Besides, the urge to diverge is not new; it’s an old and stubborn streak in the national character, exhibited by everyone from Jefferson Davis to Malcolm X. It’s noteworthy that we define both “cool” and “courage” the same way: as individualism - doing it your own way.

But something has changed since once upon a time, hasn’t it? These days, our isolationism is liberally salted with a new, free-floating anger that seems wholly unconnected to the state of the union. We enjoy a healthy economy, a falling crime rate and peace, and even the makers of garbage culture are on the defensive, if not in full retreat. So the rebels are without a cause, unless of course, you really believe the U.N. is plotting to overthrow the country.

Assuming you don’t, then perhaps like the rest of us you wonder why many are so angry and disaffected. Once upon a time we believed in a greater us. A larger we. Now the center holds us through force of law, but the us, the we, the sense of common cause above individual goals, seems largely eroded.

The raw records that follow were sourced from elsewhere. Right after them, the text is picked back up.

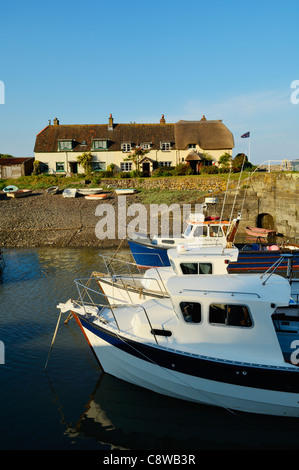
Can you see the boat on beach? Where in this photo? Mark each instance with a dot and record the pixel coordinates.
(125, 191)
(69, 192)
(89, 191)
(226, 340)
(11, 188)
(19, 193)
(96, 197)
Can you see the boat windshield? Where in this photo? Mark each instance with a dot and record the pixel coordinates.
(196, 268)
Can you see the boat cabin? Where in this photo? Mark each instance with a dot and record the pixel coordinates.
(199, 230)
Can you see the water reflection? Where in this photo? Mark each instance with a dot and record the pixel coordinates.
(124, 416)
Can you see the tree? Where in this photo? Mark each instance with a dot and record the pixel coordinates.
(136, 156)
(85, 161)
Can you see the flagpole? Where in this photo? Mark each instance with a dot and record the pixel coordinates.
(247, 136)
(249, 150)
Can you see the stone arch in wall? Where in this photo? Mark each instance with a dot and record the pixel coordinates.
(265, 220)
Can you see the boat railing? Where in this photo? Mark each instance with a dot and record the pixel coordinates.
(126, 274)
(228, 292)
(86, 300)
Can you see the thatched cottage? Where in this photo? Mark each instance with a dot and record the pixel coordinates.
(195, 142)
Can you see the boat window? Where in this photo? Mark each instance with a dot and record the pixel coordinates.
(191, 311)
(196, 268)
(188, 230)
(231, 315)
(173, 265)
(216, 231)
(201, 231)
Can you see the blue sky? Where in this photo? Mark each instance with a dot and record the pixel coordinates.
(80, 61)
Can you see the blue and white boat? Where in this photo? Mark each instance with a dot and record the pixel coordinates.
(213, 339)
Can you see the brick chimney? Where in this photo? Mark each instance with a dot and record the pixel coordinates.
(110, 125)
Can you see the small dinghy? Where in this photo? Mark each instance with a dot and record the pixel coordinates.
(123, 191)
(89, 191)
(52, 190)
(96, 197)
(9, 189)
(19, 193)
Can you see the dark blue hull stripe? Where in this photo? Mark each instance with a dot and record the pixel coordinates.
(261, 377)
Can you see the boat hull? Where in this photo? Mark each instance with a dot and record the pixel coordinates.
(237, 386)
(153, 255)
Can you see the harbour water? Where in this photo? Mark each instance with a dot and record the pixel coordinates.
(73, 404)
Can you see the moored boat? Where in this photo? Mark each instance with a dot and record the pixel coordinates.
(11, 188)
(259, 232)
(213, 341)
(210, 231)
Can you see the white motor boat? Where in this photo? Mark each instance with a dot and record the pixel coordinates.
(125, 281)
(213, 339)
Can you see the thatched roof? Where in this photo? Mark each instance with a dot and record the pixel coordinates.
(209, 135)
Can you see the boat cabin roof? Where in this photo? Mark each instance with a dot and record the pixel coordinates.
(236, 287)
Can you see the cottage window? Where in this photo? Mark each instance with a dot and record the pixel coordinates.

Did it happen because women doffed their gloves, families ate dinner in staggered shifts and fathers became sensitive and nurturing? Because Uncle Miltie went off the air and Uncle Sam went off the deep end and lied about war, politics and who knows what all else? Or, was it because we discovered that everyone is a victim, including southpaws, guys named Herb and people who spill hot coffee on their laps?

I think it happened because our confidence shattered, broke on the shoals of lowered expectations and diminished vision. Never mind that our expectations were too high to begin with, our vision too lofty to sustain. Never mind that we were naive, came roaring out of the 1960s expecting to not just confront poverty, discrimination and dysfunction, but to end them instantly and for all time. When all we got for our hard work and optimism was simple progress, many of us despaired.

We undervalue progress, I think. They know its worth in places like Northern Ireland, Bosnia and Rwanda. They know that sometimes circumstances force us to move in inches, not leaps, but that what is most important is just, at all costs, to move. Once upon a time, we knew that, too. Of course, once upon a time our people were not in the woods building bombs and gathering guns. Once upon a time the center was held by something stronger than law.

Now angry strangers prowl the fringe and the heart must call on conjurations, because suddenly there is so much to fear.